It’s all in the name
Overcoming Bias’s new sister site, lesswrong, has a new post up that tries to make me feel better about going to school:
We are interested in developing practical techniques of rationality. One practical technique, used widely and successfully in science and technology is formalization … We will reason better about the correctness of the form if we hide the subjects of the argument … [so] renaming primitive notions to meaningless symbols is a reasonable first step in formalization.
I’m not sure that simply renaming things gets me any closer to a rational representation of the truth, unless I am biased with respect to the subject matter. Of course, having been taught a whole bunch of things at school, I may have preconceptions and prejudices about certain arguments and theories in economics. Maybe formalising the argument in symbols can help to overcome those biases, but I doubt it. Unless I am unaware of the meaning of the symbols I will probably incorporate my prejudices into the formal structure I create for my argument and the assumptions that underlie it.
Can a simple renaming of primitives into symbols really help to make me more rational? I’m willing to be convinced 🙂
“Can a simple renaming of primitives into symbols really help to make me more rational? I’m willing to be convinced”

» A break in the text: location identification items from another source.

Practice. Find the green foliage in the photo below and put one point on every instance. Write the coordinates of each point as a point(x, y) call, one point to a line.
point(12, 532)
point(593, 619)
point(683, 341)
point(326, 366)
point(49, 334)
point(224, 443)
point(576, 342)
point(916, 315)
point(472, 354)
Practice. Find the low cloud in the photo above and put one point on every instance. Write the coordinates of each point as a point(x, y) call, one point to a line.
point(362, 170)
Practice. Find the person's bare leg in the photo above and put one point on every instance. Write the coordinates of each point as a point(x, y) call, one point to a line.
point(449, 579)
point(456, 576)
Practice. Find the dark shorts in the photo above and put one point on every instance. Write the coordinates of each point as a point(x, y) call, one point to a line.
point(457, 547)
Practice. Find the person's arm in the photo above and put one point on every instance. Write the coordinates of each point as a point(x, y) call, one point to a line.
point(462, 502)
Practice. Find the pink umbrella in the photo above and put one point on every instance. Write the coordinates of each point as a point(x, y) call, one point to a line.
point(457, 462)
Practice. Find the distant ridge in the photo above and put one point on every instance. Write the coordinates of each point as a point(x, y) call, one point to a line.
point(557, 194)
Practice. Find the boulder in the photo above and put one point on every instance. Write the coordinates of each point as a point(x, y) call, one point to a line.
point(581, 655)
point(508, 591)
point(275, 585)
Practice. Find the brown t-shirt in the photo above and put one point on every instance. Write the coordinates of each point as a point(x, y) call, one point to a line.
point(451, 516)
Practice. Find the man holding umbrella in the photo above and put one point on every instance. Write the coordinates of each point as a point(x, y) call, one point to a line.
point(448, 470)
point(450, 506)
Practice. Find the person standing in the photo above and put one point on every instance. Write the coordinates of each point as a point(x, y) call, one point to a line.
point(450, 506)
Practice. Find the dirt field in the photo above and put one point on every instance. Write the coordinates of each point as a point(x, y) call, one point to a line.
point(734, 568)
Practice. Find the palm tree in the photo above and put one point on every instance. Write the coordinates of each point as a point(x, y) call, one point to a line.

I would say that we need to take it a step further to state how it “increases rationality”.
By giving primitives identifiable symbols then we can tell when we are actually talking about the same thing using different words.
By formalising ideas in this way we gain a more tractable framework with which to apply our value judgments and get conclusions – and we are able to flush any logical inconsistencies, or arbitrarily circular logic, out of our framework.
@Matt Nolan
Thanks for the comment, Matt. I’m not sure that “if we don’t use symbols then we might get awfully confused” is enough to convince me. I think that most disciplines have a fairly standardised language for talking about concepts informally. I agree that there is a language/jargon barrier when talking to people outside the discipline about technical concepts, though.